Is there any more beloved Christmas story than that of Ebenezer Scrooge in A Christmas Carol? Who has not shed a tear over some version of this tale? Or at least felt some measure of Scrooge’s schoolboy giddiness when he wakes to find it is not too late to change his fate? It takes true genius to create a story that resonates through centuries and evokes sentimentalism in millions upon millions. God bless you, Mr. Dickens, for writing it.
In the fall of 1843, Dickens was in the midst of working on a novel, The Life and Adventures of Martin Chuzzlewit, probably his least popular book, although one of his personal favorites. At age 31, he was already an acclaimed writer, having published five novels including Oliver Twist and Nicholas Nickleby.
Although his financial situation was certainly comfortable, things were getting just a bit tight for the Dickens family at that time. He and his wife Carolyn were expecting their fifth child. And Dickens had hopes of someday going back to Italy for an extended stay during which he might finish Chuzzlewit. For both reasons, he needed money.
And so he began to concoct a project that might quickly earn him some cash. He planned to write a story of Christmas and release it in time for the holiday, just a few months away. In doing so, he became one of the first in a long line of writers and filmmakers looking to capitalize on the Christmas season.

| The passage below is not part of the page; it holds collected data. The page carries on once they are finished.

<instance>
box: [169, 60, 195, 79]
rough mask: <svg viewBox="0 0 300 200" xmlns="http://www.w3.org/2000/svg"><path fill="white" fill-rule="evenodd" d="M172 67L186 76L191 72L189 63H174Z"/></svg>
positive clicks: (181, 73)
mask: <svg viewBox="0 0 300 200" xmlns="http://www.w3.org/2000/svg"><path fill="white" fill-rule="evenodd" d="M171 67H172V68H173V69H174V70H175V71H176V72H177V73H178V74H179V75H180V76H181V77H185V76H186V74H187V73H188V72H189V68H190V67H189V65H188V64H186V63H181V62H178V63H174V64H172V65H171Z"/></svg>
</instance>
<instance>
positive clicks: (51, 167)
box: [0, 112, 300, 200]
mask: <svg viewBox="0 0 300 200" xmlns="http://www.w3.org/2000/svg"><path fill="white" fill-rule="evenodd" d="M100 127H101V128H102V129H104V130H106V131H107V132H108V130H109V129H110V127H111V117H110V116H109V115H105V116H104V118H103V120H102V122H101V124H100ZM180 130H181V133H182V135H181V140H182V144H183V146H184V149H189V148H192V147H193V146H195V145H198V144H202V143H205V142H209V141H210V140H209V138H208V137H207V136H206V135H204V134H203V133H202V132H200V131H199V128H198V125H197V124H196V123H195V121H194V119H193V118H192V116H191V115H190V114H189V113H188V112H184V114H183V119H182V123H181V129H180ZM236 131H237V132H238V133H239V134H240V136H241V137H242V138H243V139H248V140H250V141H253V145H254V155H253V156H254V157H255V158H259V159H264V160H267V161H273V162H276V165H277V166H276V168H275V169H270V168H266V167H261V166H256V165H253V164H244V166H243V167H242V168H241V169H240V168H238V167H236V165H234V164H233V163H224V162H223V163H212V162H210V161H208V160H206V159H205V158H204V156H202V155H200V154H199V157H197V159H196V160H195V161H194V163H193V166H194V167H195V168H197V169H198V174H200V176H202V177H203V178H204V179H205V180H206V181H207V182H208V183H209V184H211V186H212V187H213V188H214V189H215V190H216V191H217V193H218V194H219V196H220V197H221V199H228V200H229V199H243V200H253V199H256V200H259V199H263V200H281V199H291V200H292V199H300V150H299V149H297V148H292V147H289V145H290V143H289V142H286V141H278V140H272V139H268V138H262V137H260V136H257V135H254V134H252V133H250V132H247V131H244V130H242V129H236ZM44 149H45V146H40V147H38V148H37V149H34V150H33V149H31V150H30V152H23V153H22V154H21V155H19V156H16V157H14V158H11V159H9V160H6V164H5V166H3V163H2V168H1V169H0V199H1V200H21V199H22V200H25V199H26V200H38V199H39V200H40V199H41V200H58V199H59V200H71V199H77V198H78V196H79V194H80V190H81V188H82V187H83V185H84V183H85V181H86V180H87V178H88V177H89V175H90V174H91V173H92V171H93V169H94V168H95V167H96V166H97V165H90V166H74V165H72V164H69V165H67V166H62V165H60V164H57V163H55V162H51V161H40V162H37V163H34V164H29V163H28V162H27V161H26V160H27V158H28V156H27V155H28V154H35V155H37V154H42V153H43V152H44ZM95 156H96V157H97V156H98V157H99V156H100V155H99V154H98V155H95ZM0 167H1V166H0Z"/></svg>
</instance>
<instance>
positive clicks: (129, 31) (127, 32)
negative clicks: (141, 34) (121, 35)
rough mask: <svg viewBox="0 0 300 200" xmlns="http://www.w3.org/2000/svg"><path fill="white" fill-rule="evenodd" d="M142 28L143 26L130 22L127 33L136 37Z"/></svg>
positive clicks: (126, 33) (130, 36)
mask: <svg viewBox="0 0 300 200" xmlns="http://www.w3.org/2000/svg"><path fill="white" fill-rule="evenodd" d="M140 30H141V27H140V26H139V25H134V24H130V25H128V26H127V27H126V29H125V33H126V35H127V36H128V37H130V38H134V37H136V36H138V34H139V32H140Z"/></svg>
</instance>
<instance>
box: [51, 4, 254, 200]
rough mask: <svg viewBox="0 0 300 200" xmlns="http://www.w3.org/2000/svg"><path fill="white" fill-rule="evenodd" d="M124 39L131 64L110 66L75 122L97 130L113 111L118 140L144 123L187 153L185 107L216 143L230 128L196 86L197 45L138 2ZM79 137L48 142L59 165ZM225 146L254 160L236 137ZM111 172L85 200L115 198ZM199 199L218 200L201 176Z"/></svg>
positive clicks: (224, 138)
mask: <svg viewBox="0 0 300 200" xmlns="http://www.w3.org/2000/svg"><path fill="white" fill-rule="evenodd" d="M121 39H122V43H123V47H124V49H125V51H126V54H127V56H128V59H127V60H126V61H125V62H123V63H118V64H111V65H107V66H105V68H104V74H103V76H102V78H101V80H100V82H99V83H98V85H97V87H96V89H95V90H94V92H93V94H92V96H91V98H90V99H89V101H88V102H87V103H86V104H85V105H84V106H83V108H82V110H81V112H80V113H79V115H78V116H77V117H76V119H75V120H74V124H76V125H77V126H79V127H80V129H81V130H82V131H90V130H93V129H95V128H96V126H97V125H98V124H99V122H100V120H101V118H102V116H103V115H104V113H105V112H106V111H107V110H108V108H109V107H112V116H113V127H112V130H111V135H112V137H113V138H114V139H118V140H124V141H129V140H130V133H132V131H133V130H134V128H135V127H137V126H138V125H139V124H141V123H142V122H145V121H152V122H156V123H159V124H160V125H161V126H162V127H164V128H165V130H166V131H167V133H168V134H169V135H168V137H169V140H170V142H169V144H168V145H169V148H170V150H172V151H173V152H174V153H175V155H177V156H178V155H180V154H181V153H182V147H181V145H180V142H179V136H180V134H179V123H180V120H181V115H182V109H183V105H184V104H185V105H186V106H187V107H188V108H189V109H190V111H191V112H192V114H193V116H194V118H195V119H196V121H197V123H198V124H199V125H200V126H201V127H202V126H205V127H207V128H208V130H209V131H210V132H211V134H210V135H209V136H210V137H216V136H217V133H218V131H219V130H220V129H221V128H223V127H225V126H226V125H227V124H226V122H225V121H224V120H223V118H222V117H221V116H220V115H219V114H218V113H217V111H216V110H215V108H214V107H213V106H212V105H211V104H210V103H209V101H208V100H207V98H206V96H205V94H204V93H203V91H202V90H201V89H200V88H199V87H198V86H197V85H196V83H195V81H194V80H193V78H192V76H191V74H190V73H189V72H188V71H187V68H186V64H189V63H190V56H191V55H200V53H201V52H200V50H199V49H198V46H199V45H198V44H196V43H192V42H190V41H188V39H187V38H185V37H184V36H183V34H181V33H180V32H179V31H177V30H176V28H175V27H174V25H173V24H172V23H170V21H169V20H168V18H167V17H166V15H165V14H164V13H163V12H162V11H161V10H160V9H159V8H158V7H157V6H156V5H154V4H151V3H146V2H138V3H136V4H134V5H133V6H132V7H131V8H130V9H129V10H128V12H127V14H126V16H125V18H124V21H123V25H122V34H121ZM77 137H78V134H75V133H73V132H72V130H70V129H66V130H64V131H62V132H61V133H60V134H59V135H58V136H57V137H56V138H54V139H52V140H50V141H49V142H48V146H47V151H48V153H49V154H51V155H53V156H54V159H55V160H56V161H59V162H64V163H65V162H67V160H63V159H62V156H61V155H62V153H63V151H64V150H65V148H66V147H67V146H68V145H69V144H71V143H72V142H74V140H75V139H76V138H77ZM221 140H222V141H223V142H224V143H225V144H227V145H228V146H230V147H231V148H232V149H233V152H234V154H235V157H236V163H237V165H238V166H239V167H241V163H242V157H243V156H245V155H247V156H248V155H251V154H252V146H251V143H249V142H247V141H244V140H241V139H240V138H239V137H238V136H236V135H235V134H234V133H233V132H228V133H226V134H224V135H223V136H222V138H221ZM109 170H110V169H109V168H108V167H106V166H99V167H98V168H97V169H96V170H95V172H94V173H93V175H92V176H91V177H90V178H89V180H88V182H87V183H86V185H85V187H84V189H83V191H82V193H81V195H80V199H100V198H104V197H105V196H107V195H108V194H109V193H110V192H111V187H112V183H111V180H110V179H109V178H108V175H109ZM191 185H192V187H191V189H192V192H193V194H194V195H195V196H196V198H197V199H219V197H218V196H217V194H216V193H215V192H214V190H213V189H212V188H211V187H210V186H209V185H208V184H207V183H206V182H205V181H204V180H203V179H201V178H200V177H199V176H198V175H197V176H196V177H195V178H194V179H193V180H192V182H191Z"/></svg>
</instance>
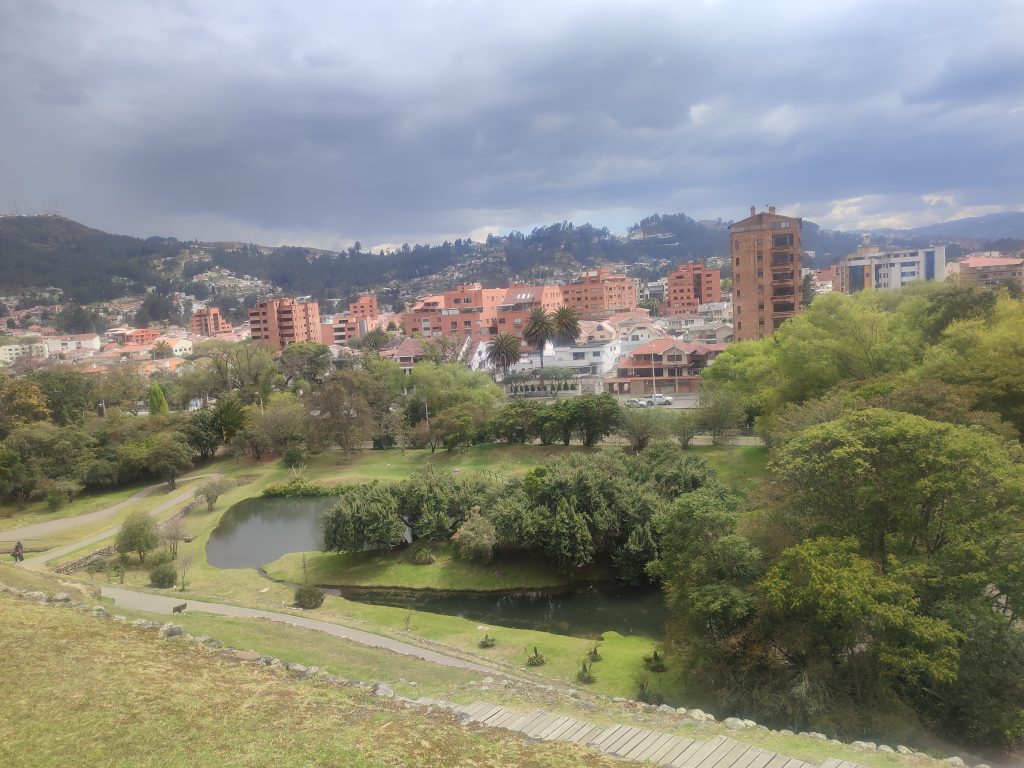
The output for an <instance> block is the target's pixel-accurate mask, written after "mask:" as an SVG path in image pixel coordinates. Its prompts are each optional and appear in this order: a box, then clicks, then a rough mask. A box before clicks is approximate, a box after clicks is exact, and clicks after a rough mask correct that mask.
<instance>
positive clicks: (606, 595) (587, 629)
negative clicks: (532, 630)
mask: <svg viewBox="0 0 1024 768" xmlns="http://www.w3.org/2000/svg"><path fill="white" fill-rule="evenodd" d="M325 591H326V592H331V593H333V594H341V595H343V596H344V597H345V598H347V599H349V600H356V601H358V602H368V603H374V604H377V605H392V606H396V607H400V608H409V609H411V610H425V611H427V612H430V613H443V614H446V615H452V616H460V617H463V618H469V620H470V621H473V622H479V623H480V624H482V625H486V626H488V627H489V626H495V625H497V626H500V627H516V628H518V629H524V630H539V631H541V632H553V633H555V634H558V635H570V636H572V637H586V638H593V639H597V638H598V637H600V635H601V633H602V632H617V633H618V634H621V635H643V636H645V637H652V638H659V637H662V636H663V635H664V634H665V623H666V622H667V621H668V618H669V611H668V609H667V608H666V607H665V596H664V595H663V594H662V592H660V591H659V590H652V589H647V590H639V589H629V588H623V587H615V586H610V585H609V586H607V587H604V586H602V587H592V588H587V589H581V590H579V591H575V592H566V593H563V594H554V595H553V594H549V593H545V592H526V593H516V594H501V595H488V594H484V593H477V594H466V593H457V594H450V595H445V594H438V593H426V594H424V593H414V592H410V591H397V592H396V591H392V590H381V589H378V590H373V589H354V588H346V589H342V590H337V589H328V590H325Z"/></svg>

I say this with no cynicism. It was a simple plan and a good one. And the fact of the matter was, Dickens loved Christmas and he loathed heartlessness. He was sincere in his desire to write a tale that would depict the inhumanity of which so many are capable, the way in which the government itself had abandoned common people, and, mostly important, the absolute possibility of redemption for us all.
Still working on Chuzzlewit, he stole moments when he could to work on A Christmas Carol. The novella soon consumed him as he wrote at a feverish pace. It was finished in six weeks. A year later, he described the process in a letter to his American friend, Professor Cornelius Felton of Harvard College. Sending the letter with a copy of the book, Dickens refers to himself in the third person:
…In that parcel you will find a Christmas Carol in prose; being a short story of Christmas by Charles Dickens. Over which Christmas Carol Charles Dickens wept and laughed and wept again, and excited himself in a most extraordinary manner in the composition; and thinking whereof he walked about the black streets of London, fifteen and twenty miles many a night when all the sober folks had gone to bed…Its success is most prodigious. And by every post all manner of strangers write all manner of letters to him about their homes and hearths, and how this same Carol is read aloud there, and kept on a little shelf by itself. Indeed, it is the greatest success, as I am told, that this Ruffian and Rascal has ever achieved.
While Dickens may have been a little dramatic in his description of the process, I still like to think that it happened in this fashion. Imagine Dickens walking the soot filled streets of London in the night, laughing and crying as he conjured the scenes we all know so well: Nephew Fred amicably teasing his uncle, “What reason have you to be morose? You’re rich enough!”…Scrooge’s dismal home, “darkness is cheap, and Scrooge liked it”…the hideous ghost of Marley, “At this rolling time of the year, I suffer most. Why did I walk through crowds of my fellow beings with my eyes turned down?”…Mr. Fezziwig and Mrs. Fezziwig, who were, “one vast substantial smile”…the departure of Scrooge’s fiancé, “You fear the world too much. All your other hopes have merged into the hope of being beyond the chance of its sordid reproach.”
After the book was released on December 19, 1843, the first printing of six thousand copies sold out in a few days. Unfortunately, Dickens had been so particular about the expensive bindings (he wanted the books to be handsome Christmas presents) that the first edition did not yield the profit for which he had so hoped.
But, it would certainly pay off in the end. Since then, the book has never been out of print. And the praise was universal. One literary critic, soon after the book appeared, wrote that A Christmas Carol was, “a national benefit, and to every man and woman who reads it a personal kindness.”
I would say that is certainly true for me personally. Every year, the story serves as the most powerful reminder that we are all capable of effecting small miracles…and here comes the historian’s moral…if we learn from the past while paying attention to the present. My favorite passage, the one that gets me every time, is Scrooge’s earnest plea:
Good Spirit…assure me that I yet may change these shadows you have shown me, by an altered life…I will honour Christmas in my heart, and try to keep it all the year. I will live in the Past, the Present, and the Future. The Spirits of all Three shall strive within me!
So, a Merry Christmas to you, and may it be said of you, as it was said of Scrooge, “that he knew how to keep Christmas well, if any man possessed the knowledge. May that truly be said of us, and all of us!”